You can't improve what you can't measure and share with those who need to improve it.
Leadership positions and engagement motivate physicians
Another strategy to incentivize physicians is giving them leadership positions within quality to help engage them in dialogue, design, implementation, measurement, peer engagement and execution. Traditionally we have had physicians as chairs of a department, chiefs of staff and chief medical officers. That's great; but, I think physicians also need to move into a chief quality role, both in a formal and an informal leadership capacity
When physicians lead quality initiatives, the projects aren't looked upon as something the administration is telling physicians to do, rather as something physicians tackle with their peers. At Mercy, we have physician quality teams in the hospital and on the ambulatory side looking at quality and providing feedback. Developing teams of physicians that review data and give feedback helps significantly in moving the quality agenda forward. Physicians at Mercy are engaged in every aspect of quality, from governance to risk management to peer review to development of new quality initiatives that continuously make us the preferred place to practice and take care of patients.
Financial incentives can change behavior
Incentives can also be a motivator for physicians. We are using them particularly with those employed by us, by not only compensating for seeing patients, but for seeing patients and providing high-quality care with a superior care experience. Hospitals' compensation structures should have clearly defined quality metrics, which may be different in primary care compared with specialty practice. For example, in primary care there are specific quality metrics built into patient-centered medical homes that we have embarked on and will significantly impact the care and access provided to our patient. Additionally, the metrics will allow our physicians to practice at the top of their license and be partners in quality finance. On the specialty side, we are in the process of developing specific quality metrics by specialty that compensation will be tied to.

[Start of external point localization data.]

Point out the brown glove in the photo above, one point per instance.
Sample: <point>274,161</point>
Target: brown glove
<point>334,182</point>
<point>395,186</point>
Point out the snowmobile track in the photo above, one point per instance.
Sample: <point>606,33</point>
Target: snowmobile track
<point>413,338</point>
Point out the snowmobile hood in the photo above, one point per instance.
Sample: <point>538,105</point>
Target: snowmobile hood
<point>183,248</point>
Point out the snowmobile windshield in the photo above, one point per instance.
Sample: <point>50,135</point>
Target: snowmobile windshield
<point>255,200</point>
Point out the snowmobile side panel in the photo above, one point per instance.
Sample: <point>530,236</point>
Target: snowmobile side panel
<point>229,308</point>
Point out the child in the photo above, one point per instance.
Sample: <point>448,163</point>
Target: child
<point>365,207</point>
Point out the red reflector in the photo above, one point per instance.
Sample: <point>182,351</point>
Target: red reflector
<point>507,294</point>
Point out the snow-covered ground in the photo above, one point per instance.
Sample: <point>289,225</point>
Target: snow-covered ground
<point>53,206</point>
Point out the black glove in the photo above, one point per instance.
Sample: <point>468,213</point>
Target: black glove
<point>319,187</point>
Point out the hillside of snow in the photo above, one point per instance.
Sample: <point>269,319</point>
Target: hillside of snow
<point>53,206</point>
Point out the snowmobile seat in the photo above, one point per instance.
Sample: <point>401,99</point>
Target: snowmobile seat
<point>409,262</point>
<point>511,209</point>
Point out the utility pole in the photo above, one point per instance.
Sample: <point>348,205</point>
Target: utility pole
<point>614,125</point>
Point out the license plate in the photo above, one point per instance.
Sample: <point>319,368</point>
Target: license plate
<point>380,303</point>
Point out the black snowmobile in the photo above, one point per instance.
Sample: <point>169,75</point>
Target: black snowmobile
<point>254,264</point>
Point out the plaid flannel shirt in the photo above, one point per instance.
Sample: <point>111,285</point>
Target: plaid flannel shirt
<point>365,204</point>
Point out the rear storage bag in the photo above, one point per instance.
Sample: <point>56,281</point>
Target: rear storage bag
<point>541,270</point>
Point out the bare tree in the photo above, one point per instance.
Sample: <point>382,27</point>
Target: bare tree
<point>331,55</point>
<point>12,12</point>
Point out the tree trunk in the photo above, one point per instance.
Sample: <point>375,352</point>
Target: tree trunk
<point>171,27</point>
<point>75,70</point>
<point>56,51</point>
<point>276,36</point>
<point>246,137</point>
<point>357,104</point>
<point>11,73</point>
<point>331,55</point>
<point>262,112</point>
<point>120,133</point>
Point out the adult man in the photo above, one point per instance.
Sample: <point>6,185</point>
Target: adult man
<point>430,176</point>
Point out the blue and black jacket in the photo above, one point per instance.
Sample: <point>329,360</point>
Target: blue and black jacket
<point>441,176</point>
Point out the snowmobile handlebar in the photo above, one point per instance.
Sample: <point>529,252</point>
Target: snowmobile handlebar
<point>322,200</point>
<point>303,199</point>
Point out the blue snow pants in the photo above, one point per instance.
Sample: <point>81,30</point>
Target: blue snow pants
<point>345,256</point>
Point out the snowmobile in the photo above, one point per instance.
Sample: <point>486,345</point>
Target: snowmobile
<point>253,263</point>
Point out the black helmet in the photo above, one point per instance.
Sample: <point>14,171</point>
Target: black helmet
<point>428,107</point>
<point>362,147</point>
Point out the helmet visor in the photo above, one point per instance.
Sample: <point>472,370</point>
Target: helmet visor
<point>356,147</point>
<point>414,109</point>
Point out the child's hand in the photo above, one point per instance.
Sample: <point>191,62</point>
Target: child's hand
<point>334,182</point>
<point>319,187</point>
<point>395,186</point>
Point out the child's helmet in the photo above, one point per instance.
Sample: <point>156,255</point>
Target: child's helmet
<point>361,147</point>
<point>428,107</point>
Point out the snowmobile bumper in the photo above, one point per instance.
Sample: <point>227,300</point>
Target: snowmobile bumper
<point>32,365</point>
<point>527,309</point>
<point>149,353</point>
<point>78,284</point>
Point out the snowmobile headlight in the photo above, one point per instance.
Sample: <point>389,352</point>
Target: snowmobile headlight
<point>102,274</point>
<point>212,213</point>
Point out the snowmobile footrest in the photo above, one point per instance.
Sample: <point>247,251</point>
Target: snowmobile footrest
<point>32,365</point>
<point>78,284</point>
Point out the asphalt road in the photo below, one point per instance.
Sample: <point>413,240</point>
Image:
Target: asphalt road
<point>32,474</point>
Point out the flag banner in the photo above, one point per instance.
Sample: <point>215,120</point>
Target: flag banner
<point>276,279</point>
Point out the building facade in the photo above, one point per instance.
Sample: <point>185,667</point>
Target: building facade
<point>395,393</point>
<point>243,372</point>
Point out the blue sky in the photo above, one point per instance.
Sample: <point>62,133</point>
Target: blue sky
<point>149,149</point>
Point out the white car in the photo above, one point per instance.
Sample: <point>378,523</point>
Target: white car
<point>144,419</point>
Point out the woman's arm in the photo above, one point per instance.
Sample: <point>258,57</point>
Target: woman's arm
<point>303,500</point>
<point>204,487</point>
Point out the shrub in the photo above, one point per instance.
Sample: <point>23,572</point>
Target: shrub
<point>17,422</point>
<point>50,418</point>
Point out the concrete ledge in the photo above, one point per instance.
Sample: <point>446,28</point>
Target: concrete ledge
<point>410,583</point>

Our goal is to ultimately have almost 30 percent of our physicians' compensation tied to quality and outcomes.
In addition, we need to make sure the quality metrics we're looking at are aligned with the overall quality goals of the organization and where healthcare is moving from a big picture perspective. We have a robust process where we set quality goals on a yearly basis throughout Catholic Health Partners as a system, and then they are cascaded out to each hospital through our board and the medical executive committees to make sure everybody understands the objectives and to align incentives to ensure the best outcomes. The same types of metrics are utilized in the ambulatory setting. As we move to ACOs, clinical integration quality will be measured not only with the component parts of the organization, but across the entire organization. In the era of ACOs and bundled payments, quality performance standards are a must-have.
Quality-focused culture
Whatever we do to incentivize physicians for quality, we need to do it with a long view in mind. We have to make sure we have the right culture and that through processes and structures we enable people to do the right thing the first time while making it difficult to do something wrong.

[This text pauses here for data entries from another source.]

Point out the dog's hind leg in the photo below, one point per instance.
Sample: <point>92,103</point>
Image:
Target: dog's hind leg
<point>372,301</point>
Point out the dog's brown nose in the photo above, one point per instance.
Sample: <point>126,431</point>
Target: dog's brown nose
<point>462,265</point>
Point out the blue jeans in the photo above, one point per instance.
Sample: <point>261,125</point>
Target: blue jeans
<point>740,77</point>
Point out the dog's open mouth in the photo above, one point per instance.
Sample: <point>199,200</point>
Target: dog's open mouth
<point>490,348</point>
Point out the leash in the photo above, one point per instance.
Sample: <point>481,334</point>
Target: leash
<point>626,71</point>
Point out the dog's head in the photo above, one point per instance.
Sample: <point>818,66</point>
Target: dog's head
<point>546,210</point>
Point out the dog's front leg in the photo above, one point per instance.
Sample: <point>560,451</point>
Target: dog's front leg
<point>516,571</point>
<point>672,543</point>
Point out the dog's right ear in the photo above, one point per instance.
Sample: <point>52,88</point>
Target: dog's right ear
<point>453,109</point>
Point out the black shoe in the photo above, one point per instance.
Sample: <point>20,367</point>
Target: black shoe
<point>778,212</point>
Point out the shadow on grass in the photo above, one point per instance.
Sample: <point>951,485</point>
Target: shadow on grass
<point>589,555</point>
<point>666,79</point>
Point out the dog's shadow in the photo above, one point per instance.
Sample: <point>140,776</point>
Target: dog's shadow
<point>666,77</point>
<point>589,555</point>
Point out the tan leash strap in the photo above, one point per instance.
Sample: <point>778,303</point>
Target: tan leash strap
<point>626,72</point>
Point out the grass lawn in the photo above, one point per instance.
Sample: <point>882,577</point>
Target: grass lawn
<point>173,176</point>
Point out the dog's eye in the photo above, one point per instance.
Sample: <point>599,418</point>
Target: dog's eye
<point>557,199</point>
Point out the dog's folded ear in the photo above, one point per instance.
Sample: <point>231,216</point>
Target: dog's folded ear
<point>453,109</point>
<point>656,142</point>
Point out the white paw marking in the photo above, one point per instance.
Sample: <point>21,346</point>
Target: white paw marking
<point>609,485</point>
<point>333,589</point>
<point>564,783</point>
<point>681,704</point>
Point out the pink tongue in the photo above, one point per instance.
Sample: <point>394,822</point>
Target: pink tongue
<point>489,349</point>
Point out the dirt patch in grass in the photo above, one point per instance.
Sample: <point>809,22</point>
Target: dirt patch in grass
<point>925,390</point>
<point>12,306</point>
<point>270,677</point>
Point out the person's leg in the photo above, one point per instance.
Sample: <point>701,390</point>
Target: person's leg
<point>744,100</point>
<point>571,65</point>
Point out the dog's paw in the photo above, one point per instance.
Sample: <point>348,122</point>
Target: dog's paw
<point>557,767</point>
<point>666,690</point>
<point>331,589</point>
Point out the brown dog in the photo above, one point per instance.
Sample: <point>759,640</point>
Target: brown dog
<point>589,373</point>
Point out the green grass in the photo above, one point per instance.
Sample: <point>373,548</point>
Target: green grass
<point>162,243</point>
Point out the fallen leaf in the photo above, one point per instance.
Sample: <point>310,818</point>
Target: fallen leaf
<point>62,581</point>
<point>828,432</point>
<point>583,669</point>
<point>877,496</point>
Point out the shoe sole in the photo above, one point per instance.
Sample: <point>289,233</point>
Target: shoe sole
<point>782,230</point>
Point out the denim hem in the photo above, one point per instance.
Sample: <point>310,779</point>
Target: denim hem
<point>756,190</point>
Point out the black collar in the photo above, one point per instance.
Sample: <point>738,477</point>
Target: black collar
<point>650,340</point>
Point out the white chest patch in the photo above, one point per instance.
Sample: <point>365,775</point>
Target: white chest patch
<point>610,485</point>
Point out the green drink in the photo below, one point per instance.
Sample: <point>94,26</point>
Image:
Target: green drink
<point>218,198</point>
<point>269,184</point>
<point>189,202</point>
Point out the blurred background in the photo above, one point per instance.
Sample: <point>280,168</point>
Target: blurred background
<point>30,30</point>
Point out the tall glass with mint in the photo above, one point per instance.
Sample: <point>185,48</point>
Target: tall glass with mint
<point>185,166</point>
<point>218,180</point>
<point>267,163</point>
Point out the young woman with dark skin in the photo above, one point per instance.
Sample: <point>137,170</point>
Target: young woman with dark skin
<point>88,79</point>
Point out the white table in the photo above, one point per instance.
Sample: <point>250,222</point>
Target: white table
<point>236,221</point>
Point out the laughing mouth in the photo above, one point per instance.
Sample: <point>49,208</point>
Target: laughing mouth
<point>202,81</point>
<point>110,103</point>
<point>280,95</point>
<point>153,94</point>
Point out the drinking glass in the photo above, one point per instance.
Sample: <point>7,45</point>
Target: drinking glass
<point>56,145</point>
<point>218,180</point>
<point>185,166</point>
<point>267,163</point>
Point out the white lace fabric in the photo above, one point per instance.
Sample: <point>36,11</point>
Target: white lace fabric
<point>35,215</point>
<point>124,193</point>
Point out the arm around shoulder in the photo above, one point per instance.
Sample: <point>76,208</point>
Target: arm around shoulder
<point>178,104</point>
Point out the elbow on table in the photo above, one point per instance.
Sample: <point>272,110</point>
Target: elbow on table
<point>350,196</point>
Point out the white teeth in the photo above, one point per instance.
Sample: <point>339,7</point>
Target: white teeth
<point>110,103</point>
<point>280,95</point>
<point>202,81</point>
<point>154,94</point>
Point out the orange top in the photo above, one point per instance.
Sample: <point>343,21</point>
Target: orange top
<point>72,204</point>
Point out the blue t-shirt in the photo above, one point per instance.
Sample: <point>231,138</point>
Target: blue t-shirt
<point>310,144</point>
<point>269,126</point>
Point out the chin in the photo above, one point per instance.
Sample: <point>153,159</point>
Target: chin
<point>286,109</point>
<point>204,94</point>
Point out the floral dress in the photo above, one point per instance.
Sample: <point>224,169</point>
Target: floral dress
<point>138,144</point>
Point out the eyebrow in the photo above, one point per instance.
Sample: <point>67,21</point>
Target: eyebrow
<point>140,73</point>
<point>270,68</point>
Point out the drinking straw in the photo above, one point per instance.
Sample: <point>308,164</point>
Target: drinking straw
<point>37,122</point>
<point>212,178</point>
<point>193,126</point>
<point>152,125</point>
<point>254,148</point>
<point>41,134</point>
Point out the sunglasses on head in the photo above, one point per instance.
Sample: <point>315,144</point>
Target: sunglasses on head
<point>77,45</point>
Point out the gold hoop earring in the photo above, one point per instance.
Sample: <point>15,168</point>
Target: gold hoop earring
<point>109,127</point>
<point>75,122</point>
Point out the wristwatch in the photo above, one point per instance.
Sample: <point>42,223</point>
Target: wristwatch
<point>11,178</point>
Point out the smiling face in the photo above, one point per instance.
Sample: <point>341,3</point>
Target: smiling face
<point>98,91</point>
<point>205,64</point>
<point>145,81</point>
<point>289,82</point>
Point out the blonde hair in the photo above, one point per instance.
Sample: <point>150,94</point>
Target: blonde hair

Successfully incentivizing physicians to improve quality ultimately depends on having a strong culture of quality. In healthcare, all people who deliver care become part of the quality team. Not only physicians, but nursing staff and ancillary staff embrace the fact that quality is our job; it's not just delegated to the quality department. Physicians are a piece of it — an important piece — but developing the structure, the mindsets, the focus and the culture is number one.
Imran Andrabi, MD, serves as senior vice president and chief physician executive officer of Toledo, Ohio-based Mercy, part of Catholic Health Partners. He previously served as president and CEO of Mercy St. Vincent Medical Center in Toledo. He is a diplomat of the American Board of Family Medicine and the American Board of Managed Care Medicine.